OK, OK. Enough goofing on Pee-Paw … I mean, Harrison. In “Firewall,” Ford plays Jack Stanfield, the computer security expert with a large bank in Seattle. Married to a woman who was probably still nestled in somebody’s ovary when Ford made “American Graffiti” (Virginia Madsen), and father to two children (Charlie Chaplin fathered kids until he was 80, right?) Stanfield seems to be living the perfect life until euro-trash bank robbers with tiny machine guns come calling. Led by the suitably British Paul Bettany, they want Jack to hack into his own bank and remove $10,000 from the account of each of the bank’s 10,000 richest customers (why they didn’t just clean out the top 100 and save everybody some trouble is anybody’s guess). It’s either that, or Stanfield’s family will be killed.

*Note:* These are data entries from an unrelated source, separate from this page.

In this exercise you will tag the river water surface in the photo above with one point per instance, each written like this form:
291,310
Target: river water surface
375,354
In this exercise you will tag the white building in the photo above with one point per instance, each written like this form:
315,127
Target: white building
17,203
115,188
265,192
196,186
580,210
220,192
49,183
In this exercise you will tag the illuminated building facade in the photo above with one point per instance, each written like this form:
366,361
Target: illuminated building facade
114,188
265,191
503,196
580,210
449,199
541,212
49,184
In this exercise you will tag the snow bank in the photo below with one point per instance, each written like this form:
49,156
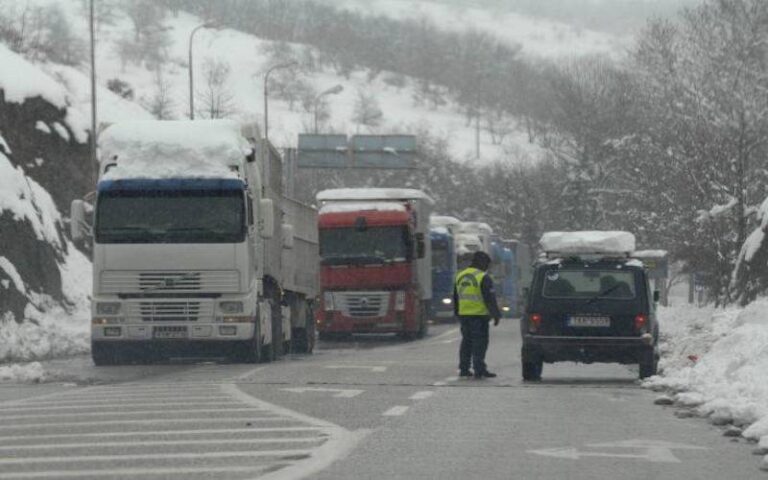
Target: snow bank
20,80
588,242
716,361
22,373
48,329
341,194
343,207
162,149
27,200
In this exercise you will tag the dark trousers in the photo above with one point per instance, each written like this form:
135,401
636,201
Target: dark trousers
474,343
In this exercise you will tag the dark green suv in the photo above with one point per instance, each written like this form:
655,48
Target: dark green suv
590,310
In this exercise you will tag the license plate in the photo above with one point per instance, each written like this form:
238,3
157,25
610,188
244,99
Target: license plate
582,321
169,332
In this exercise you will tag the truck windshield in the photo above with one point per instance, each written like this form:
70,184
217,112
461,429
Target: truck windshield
441,257
170,217
340,246
589,284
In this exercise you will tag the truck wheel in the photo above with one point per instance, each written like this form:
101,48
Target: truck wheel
649,363
423,323
104,357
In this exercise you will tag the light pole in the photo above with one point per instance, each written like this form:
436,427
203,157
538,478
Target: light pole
331,91
191,68
94,128
266,92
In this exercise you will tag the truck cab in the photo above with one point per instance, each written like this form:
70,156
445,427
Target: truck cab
375,271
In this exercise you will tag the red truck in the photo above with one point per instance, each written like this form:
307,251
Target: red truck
375,272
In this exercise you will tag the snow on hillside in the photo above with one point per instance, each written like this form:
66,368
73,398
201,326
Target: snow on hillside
247,56
537,36
716,363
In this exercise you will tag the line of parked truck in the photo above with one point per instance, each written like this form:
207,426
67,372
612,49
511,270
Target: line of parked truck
197,249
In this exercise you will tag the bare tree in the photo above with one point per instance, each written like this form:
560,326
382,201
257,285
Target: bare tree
367,111
216,97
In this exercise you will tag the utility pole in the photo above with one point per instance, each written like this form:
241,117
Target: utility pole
94,119
266,94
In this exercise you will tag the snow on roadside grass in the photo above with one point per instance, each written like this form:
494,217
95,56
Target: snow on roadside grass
716,361
22,373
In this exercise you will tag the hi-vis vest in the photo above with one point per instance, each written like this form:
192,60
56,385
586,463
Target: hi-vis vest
469,292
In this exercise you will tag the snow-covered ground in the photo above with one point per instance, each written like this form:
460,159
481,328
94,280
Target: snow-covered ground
715,362
536,36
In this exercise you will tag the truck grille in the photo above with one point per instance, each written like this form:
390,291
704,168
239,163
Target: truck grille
362,304
170,311
225,281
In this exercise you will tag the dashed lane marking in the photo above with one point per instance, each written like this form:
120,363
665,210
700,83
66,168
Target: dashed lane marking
255,438
422,395
136,472
396,411
372,368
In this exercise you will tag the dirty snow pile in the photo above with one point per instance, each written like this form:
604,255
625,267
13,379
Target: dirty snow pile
716,362
27,373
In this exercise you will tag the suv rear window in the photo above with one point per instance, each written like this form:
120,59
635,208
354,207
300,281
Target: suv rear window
589,284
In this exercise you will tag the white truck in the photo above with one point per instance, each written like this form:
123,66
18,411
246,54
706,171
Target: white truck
196,250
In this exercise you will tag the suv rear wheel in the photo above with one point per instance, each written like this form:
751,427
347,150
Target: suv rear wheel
649,363
532,370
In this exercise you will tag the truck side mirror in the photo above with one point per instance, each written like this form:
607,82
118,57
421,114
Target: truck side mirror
267,218
78,226
421,246
288,236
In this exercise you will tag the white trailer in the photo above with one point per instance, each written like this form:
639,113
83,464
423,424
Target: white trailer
196,249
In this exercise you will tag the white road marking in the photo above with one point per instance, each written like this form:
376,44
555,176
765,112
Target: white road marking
158,443
422,395
111,406
654,451
159,433
445,334
372,368
396,411
249,373
128,414
154,456
338,392
134,471
30,426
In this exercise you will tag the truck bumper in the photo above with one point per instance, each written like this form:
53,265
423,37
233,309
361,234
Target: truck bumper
550,349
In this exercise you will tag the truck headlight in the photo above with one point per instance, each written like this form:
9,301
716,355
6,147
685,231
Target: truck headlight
328,302
107,308
400,300
231,307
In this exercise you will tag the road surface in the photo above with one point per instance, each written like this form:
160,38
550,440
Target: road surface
369,407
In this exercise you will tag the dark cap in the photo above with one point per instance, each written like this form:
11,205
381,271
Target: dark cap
481,260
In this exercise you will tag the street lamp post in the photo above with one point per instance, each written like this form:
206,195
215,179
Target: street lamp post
266,93
94,121
331,91
191,68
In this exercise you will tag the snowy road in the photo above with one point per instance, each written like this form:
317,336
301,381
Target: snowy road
379,407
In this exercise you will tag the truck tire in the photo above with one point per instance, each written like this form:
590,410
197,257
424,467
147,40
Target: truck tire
649,363
423,323
105,357
532,370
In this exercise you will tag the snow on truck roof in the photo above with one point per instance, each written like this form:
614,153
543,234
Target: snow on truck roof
343,207
589,242
342,194
163,149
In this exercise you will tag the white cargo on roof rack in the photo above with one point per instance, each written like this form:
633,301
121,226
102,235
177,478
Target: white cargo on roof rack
588,243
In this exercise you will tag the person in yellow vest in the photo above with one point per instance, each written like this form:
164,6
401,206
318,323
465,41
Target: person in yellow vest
474,301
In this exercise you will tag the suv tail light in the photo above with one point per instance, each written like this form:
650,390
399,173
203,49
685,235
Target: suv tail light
641,322
534,322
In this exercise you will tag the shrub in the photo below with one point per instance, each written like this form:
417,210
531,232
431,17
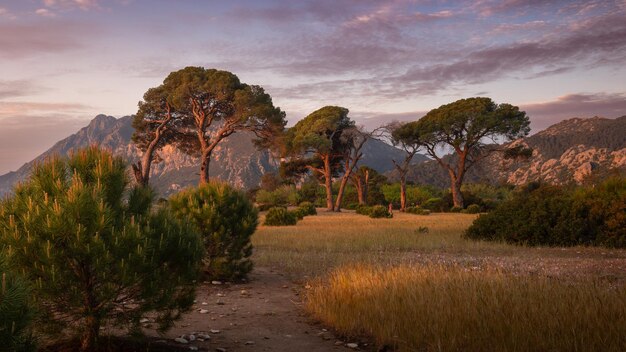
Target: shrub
16,313
473,209
363,210
417,211
92,257
280,197
456,209
299,213
379,211
414,194
308,208
226,219
434,205
554,216
351,206
279,216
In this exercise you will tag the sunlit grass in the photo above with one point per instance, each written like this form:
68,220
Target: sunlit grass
436,308
437,291
320,243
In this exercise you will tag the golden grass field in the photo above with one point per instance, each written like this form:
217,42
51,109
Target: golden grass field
436,291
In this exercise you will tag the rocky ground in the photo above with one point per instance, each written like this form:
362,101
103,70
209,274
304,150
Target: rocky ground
264,314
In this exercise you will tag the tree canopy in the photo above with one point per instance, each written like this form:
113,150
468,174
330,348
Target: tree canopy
207,106
315,143
466,126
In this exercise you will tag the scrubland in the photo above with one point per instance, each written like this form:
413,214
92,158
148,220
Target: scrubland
414,283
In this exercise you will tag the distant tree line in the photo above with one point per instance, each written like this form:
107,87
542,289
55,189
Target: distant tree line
196,108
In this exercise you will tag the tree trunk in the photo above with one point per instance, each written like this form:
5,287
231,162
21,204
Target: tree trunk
90,336
204,167
141,169
358,184
366,186
342,186
328,184
457,196
402,193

Whereas most of us would go along with the plot, not wanting to risk the lives of kith and kin, Stanfield makes a series of predictable attempts to alert the cops and his co-workers to his predicament. Equally as predictable, the robbers give him another chance to cooperate instead of taking his kid down in the basement and tossing him under a running lawn mower. The tables are turned, however, when Stanfield escapes and hacks the hackers, stealing their ill-gotten gains and using the money to ransom his family.
Though Ford was the unstoppable force in his Indiana Jones years, he has recently settled into a gruff, emotionless delivery and a series of gruff, emotionless roles. Everything about him in “Firewall” says “Gotta pay for Calista’s rice cakes and laxatives somehow,” and he mails in one line after another with all the passion of a slightly perturbed squid. In the end, you know how it’s all going to turn out because it’s how all Harrison Ford’s recent films have turned out: After a fistfight which leaves him dazed and bloodied, Ford saves the day and offs the bad guy after a well-timed quip (“GET OFF MY PLANE!”). The only difference this time is it’s “old guy who knows computers” instead of “old guy who is the president.” Our advice, wait for the DVD, and then you can see the deleted scene of Ford telling those damned kids to get off his lawn.